Vector Art of the Public Domain
Digital art isn’t just about the pixels. Infinitely scalable art exists too, perfect for billboard advertising. Let’s learn about vectors and vector art.
Rasters and Vectors
If you have browsed our illustrations you have come across many raster images, composed of pixels. Raster images account for the majority of digital images, not only on this website but in general. Common image formats such as JPG, GIF and PNG are all raster formats. Raster images store information about the position and color of each pixel in the image. Since images may contain millions of pixels and colors, raster images are often large file sizes. One issue with raster images is that even the highest quality raster images can become pixelated if stretched to extreme dimensions. While an image might print beautifully as a postcard, it might not look good at all if stretched to a larger size.
The solution that designers use is to work with vectors. Instead of using pixels, vectors are much like a connect-the-dots drawing, composed of paths. Vector images use mathematical equations, lines and curves to create an image without the need for any pixels. Since paths are scalable, vector images can be adjusted to ANY size without losing quality. In fact, with vector images a billboard sized image of a car from the 1920s is as easy to create as a postcard.
Browse our Vector Art
With this in mind we have been busy converting many of our restored public domain illustrations into vector images. Our vector files are in SVG (Scalable Vector Graphics) format and can be resized freely.
There are now hundreds of illustrations completed, and we even created a few collections.
- Our Classic Automobile Vectors Collection features 15 cars produced around 1910-1920. While the car factories may be long closed (Haynes, Brush, Baker, Pullman) the designs live on in beautifully restored vectors.

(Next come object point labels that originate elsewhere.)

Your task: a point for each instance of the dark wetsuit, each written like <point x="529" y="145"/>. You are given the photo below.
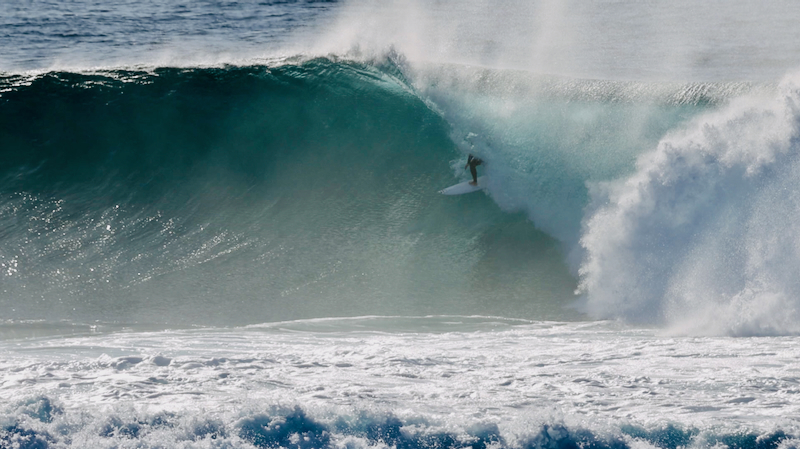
<point x="473" y="162"/>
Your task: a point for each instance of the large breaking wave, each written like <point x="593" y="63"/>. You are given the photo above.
<point x="307" y="188"/>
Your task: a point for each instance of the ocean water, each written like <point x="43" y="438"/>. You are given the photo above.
<point x="220" y="226"/>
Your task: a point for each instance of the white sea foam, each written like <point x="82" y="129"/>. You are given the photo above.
<point x="703" y="237"/>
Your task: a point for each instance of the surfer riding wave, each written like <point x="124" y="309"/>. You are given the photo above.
<point x="472" y="163"/>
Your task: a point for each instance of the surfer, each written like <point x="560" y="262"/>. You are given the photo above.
<point x="473" y="162"/>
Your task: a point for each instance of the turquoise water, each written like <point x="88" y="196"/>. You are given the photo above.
<point x="220" y="226"/>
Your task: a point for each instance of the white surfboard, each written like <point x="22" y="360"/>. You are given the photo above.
<point x="465" y="187"/>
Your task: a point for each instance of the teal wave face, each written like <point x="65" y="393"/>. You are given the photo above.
<point x="250" y="194"/>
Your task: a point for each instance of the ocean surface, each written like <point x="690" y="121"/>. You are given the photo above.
<point x="220" y="226"/>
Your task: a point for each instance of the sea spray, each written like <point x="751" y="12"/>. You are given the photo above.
<point x="703" y="237"/>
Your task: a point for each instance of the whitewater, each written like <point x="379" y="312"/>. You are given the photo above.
<point x="220" y="226"/>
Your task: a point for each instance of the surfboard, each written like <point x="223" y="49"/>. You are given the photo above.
<point x="465" y="187"/>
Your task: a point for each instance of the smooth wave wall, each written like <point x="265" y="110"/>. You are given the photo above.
<point x="250" y="194"/>
<point x="307" y="189"/>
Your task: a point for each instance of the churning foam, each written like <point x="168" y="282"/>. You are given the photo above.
<point x="705" y="236"/>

- Likewise, the Dance of Death Vectors Collection contains 16 etchings from Hans Holbein’s Danse Macabre (1538). These prints were described as the finest woodcuts ever produced. Moreover, we guarantee our vectors are the finest you’ll ever see!
- And check out the Fancy Dress Vectors Collection. It contains 25 creative costume idea images from Weldon’s practical fancy dress for ladies (1888). You’ll be the talk of the town at your 19th century costume ball!
- Finally, make some weird art with the Human Oddities Vectors Collection. It has 25 images of monstrous births and other strange historical deformities from the sixteenth century.